When servicing a remote customer, it will reduce the number of initial requests for information. Without a data collection script, getting the right information for a remote problem can take many emails or phone calls. Each time you ask for more information, the information that is collected is older, further from the time that the problem occurred.

The script is easy to modify, meaning that you can add commands to collect information about specific products (including yours if you have any) or applications that may be important. For a business, this script can improve the efficiency of your support organization and increase the level of customer satisfaction with your support.

Readers that are only using Linux at home may still find the script useful if they ever need to ask for help from a Linux expert. However, the script is certainly aimed more at the business Linux user. For this reason, there is more information on the data collection script in Appendix B, "Data Collection Script" (for the readers who support or use Linux in a business setting).

Do not underestimate the importance of doing an initial investigation on your own, even if the information you need to solve the problem is on the Internet. You will learn more investigating a problem on your own, and that earned knowledge and experience will be helpful for solving problems again in the future. That said, make sure the information you learn is in an area that you will find useful again. For example, improving your skills with strace is a very worthwhile exercise, but learning about a rare problem in a device driver is probably not worth it for the average Linux user. An initial investigation will also help you to better understand the problem, which can be helpful when trying to find the right information on the Internet. Of course, if the problem is urgent, use the appropriate resources to find the right solution as soon as possible.
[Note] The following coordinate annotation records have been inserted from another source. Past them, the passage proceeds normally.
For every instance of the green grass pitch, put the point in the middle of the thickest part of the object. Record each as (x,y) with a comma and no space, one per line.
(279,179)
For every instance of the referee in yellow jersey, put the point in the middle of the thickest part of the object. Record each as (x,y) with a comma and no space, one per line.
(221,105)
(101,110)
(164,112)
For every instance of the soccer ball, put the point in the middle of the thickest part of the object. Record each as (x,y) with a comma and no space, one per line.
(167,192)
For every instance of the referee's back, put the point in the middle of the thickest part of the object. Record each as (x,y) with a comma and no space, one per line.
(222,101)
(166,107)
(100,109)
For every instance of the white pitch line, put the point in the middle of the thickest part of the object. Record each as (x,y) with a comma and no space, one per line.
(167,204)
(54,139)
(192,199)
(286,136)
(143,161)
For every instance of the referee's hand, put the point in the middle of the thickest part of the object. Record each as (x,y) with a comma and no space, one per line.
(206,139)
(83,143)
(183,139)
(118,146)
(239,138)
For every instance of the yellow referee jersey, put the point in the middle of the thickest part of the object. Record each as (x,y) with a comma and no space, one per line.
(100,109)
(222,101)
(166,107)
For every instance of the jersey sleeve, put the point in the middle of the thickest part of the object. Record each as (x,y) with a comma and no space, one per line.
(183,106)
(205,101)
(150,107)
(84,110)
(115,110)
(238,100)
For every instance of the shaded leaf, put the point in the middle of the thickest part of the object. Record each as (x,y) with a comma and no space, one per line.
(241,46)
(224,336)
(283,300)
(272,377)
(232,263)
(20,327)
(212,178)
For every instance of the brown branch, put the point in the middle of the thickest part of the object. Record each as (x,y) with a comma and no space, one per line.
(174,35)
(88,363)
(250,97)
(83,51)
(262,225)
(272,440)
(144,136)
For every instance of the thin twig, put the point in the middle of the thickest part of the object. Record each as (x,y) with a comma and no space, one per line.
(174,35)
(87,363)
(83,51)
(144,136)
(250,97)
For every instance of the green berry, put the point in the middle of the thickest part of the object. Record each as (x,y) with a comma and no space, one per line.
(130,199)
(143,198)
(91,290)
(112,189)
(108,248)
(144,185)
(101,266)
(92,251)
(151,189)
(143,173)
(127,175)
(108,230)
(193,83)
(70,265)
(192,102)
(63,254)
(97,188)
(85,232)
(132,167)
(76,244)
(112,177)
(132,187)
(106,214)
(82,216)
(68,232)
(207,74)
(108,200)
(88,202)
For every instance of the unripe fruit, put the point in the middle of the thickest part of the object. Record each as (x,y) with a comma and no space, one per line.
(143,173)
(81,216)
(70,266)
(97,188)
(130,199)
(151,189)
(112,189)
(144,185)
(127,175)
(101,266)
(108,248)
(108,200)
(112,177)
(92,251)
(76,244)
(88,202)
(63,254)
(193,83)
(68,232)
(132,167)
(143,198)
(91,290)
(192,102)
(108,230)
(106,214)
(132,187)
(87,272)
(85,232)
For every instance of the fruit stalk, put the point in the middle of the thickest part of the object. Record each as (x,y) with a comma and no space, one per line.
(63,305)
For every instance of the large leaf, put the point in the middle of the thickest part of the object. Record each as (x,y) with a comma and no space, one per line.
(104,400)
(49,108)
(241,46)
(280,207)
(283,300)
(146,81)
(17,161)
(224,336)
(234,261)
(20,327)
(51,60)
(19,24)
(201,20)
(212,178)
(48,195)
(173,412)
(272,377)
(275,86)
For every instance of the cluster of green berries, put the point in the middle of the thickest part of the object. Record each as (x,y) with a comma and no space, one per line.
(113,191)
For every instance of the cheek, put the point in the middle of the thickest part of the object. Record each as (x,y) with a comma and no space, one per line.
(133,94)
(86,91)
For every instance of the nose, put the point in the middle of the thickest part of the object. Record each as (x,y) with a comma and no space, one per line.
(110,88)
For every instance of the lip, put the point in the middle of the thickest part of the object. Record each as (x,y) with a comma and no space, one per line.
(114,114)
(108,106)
1.3.1.1 Did Anything Change Recently? Everything is working as expected and then suddenly, a problem occurs. The first question that people usually ask is "Did anything change recently?" The fact of the matter is that something either changed or something triggered the problem. If something changed and you can figure out what it was, you might have solved the problem and avoided a lengthy investigation.

In general, it is very important to keep changes to a production environment to a minimum. When changes are necessary, be sure to notify the system users of any changes in advance so that any resulting impact will be easier for them to diagnose. Likewise, if you are a user of a system, look to your system administrator to give you a heads up when changes are made to the system. Here are some examples of changes that can cause problems:

  • A recent upgrade or change in the kernel version and/or system libraries and/or software on the system (for example, a software upgrade). The change could introduce a bug or a change in the (expected) behavior of the operating system. Either can affect the software that runs on the system.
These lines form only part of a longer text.